A parallel framework for deep learning

MIT License

409 stars 85 forks source link

Implementing basic RNN #162

Open castelao opened 1 year ago

castelao commented 1 year ago

A work in progress. I'm mostly interested in loading a TF model from HDF and applying predict(), but I'll do my best in doing a complete implementation coherent with the rest of the library.

milancurcic commented 1 year ago

Amazing, thanks and great to see you, @castelao, after so many years. 🙂

Will review this coming week.

castelao commented 1 year ago

@milancurcic , yes, it's great to connect again. Thank you and the other developers for your time in this library! It is great.

I'm not fluent in modern Fortran, so if you see anything that doesn't make sense, please let me know. And be aware, it is still a WIP.
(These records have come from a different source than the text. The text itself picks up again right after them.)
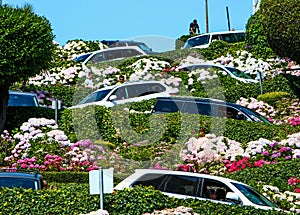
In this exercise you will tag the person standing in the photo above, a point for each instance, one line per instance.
(194, 27)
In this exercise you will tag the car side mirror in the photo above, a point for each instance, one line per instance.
(231, 196)
(112, 97)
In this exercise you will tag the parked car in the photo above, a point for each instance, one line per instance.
(82, 57)
(115, 53)
(181, 184)
(22, 99)
(205, 106)
(123, 93)
(227, 70)
(121, 43)
(13, 178)
(204, 40)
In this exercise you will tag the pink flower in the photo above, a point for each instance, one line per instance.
(23, 165)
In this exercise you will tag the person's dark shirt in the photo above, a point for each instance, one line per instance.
(194, 27)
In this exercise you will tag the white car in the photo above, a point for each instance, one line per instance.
(204, 40)
(115, 53)
(127, 92)
(17, 98)
(181, 184)
(227, 70)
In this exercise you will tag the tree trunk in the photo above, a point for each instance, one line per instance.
(3, 105)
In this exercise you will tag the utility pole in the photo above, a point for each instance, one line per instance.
(206, 12)
(227, 11)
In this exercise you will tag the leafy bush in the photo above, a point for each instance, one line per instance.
(273, 174)
(16, 116)
(74, 198)
(119, 126)
(215, 50)
(280, 21)
(257, 42)
(272, 97)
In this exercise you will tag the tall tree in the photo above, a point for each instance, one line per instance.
(26, 47)
(281, 23)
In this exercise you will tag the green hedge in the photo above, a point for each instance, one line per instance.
(273, 174)
(75, 199)
(16, 116)
(116, 126)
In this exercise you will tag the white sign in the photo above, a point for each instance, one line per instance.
(53, 106)
(95, 181)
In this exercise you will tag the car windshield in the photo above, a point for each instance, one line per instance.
(238, 73)
(95, 96)
(144, 47)
(255, 116)
(82, 58)
(22, 100)
(197, 41)
(12, 182)
(254, 196)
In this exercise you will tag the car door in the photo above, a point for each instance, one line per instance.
(150, 179)
(213, 190)
(180, 186)
(146, 91)
(167, 106)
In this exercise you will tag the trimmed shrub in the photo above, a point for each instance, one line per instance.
(257, 42)
(280, 21)
(272, 97)
(16, 116)
(272, 174)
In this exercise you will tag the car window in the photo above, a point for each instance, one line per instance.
(150, 179)
(22, 100)
(197, 41)
(240, 37)
(214, 37)
(255, 116)
(213, 189)
(238, 73)
(145, 89)
(95, 96)
(233, 37)
(121, 93)
(130, 52)
(180, 184)
(196, 108)
(254, 196)
(113, 54)
(82, 58)
(98, 57)
(144, 47)
(12, 182)
(170, 106)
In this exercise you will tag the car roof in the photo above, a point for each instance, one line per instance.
(118, 48)
(197, 99)
(128, 83)
(12, 92)
(204, 64)
(11, 173)
(218, 32)
(110, 42)
(142, 172)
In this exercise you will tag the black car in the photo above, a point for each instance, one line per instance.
(208, 107)
(120, 43)
(12, 178)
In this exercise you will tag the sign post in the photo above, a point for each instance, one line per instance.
(101, 181)
(56, 105)
(260, 75)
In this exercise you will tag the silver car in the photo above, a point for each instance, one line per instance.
(181, 184)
milancurcic commented 11 months ago

I added the support for rnn_layer to network % predict so that we can run the simple_rnn example. However I can't get the simple example to converge and I'm not very familiar with recurrent networks. @castelao is there a small toy example like the one in simple.f90 that's known to converge and fast? We can then use it for testing as well. With a working example and a small test suite (I can add this), this PR is almost good to go.

castelao commented 5 months ago

@milancurcic , I have to check how you updated the library since the last time I worked on this and see if what I did is still consistent. If it looks fine, I intend to work on the following:

The toy example
Load functionality from an HDF exported by TensorFlow. I want to avoid recompiling every time I change my coefficients.
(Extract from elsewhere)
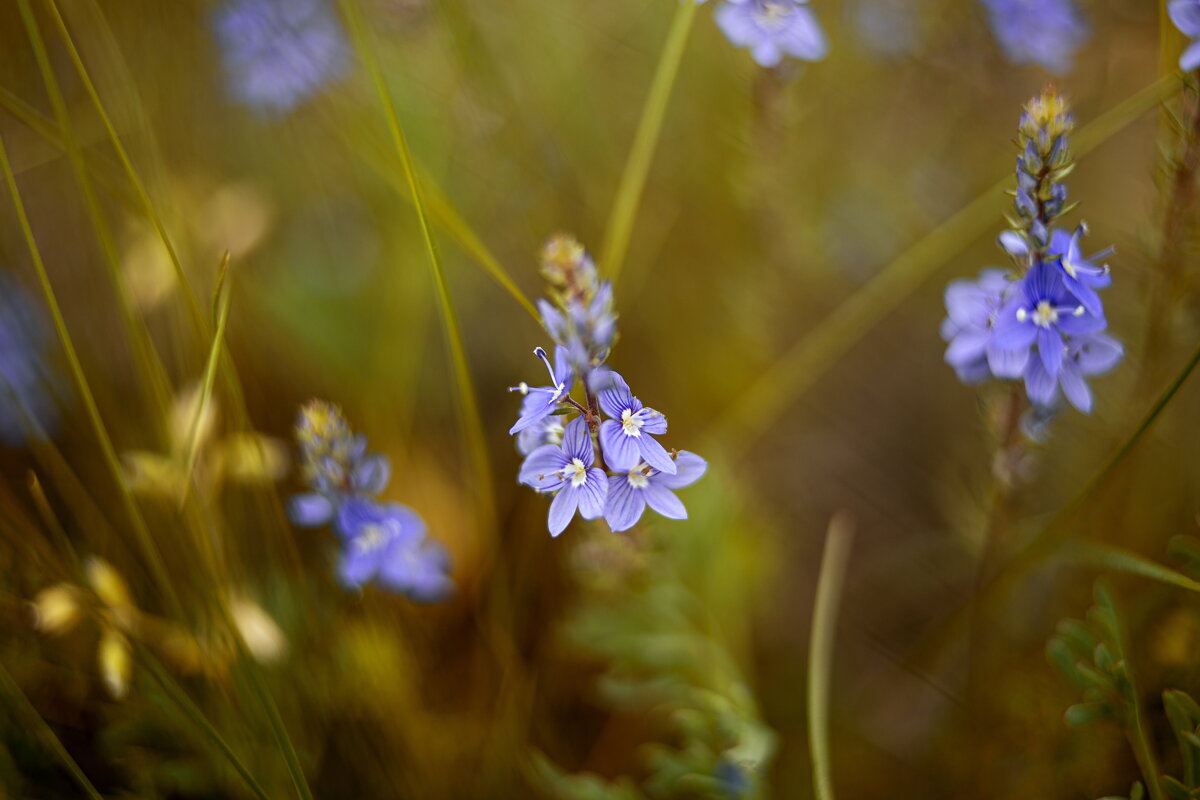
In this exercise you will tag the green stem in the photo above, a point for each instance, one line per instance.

Are there any other requirements before I can submit this PR for review? It will be slow progress, but I'm back to this.

milancurcic commented 5 months ago

@castelao Thanks for all the additions. Sounds good.
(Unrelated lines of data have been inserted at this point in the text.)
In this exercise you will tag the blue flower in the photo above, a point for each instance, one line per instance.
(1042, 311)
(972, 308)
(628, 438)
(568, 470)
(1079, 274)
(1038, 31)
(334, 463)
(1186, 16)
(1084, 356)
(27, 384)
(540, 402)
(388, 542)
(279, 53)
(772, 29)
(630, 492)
It may be helpful to merge main into here, which would reflect the few recent changes in other layers that @jvdp1 mentioned.
Regarding loading recurrent layers from Keras HDF5 files; unless you need it, I'd say it's not a priority. If you need it, let's add it in a later PR, as there would be considerable additions needed to make it work (e.g. a Keras script example in neural-fortran/keras-snippets). That format is also no longer the latest Keras saved model format (they change too often!). Related but not part of this PR, I'd like to find an easy way to make this part (and HDF5 dependency) optional at build time. Probably via preprocessor flags in the code, but I'd need to read up how to do this in fpm.toml.
But a standalone example program in examples/ is important.

castelao commented 4 months ago

@jvdp1 , thanks for your suggestions. I'll work on that.

@milancurcic , yes, I have already rebased it with main. I'm interested in the loading from Keras output, but I see your point. I'll leave that loading capability for another PR, but I'll work on the example for this one. Thanks!